Rechtbankdeskundigen versus partijdeskundigen

Gedaagde bestrijdt de taxatie van rechtbankdeskundigen voor wat betreft de waardevermindering art. 41 OW: € 82.500,– van rechtbankdeskundigen tegenover € 180.000,– tot € 220.000,– van vier deskundigen van gedaagde. Gedaagde beroept zich op de plaatselijke bekendheid van “haar” deskundigen.

Rechtbank Overijssel 29-03/17 inzake Staat / N18 (niet gepubliceerd):

  • gedaagde legt aan haar deskundigen een zeker autoriteitsgevoel ten grondslag, vanwege hun plaatselijk bekendheid, hetgeen naar haar stelling niet geldt voor de onafhankelijke rechtbankdeskundigen.
  • in zoverre moge aan rechtbankdeskundigen worden toegedacht dat zij een redelijk intuïtieve inschatting van de waardevermindering hebben gedaan, maar daarmee, noch met de door gedaagde ter berde gebrachte taxatierapporten, acht de rechtbank steekhoudende argumenten aangevoerd voor gerede twijfel aan het deskundigenadvies met de daarvoor gehanteerde uitgangspunten.
  • de rechtbank volgt dan ook het deskundigenadvies.
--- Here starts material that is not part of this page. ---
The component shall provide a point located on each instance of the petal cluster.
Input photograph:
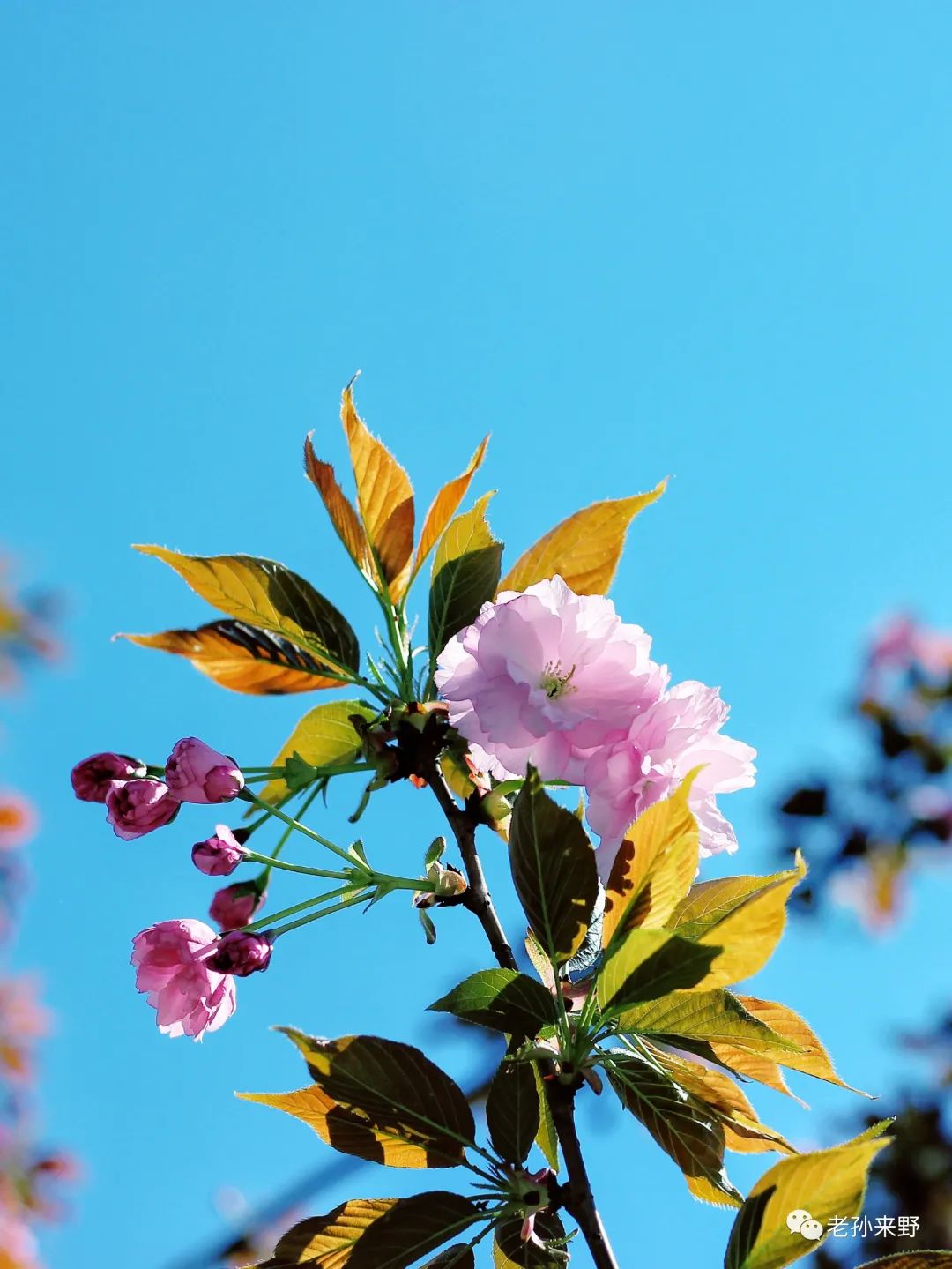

Noot: recent heeft de Staat de rechtbank Overijssel wel overtuigd van een te hoge taxatie door rechtbankdeskundigen van de werkelijke waarde buitendijkse gronden. De Staat had een commissie van (onafhankelijke) deskundigen benoemd voor een contra-expertise: die commissie bestond uit taxateurs met ervaring als rechtbankdeskundigen (elders in het land), die naar verluid niet bekend gemaakt waren met de eerdere taxaties van de rechtbankdeskundigen en van de partij deskundigen.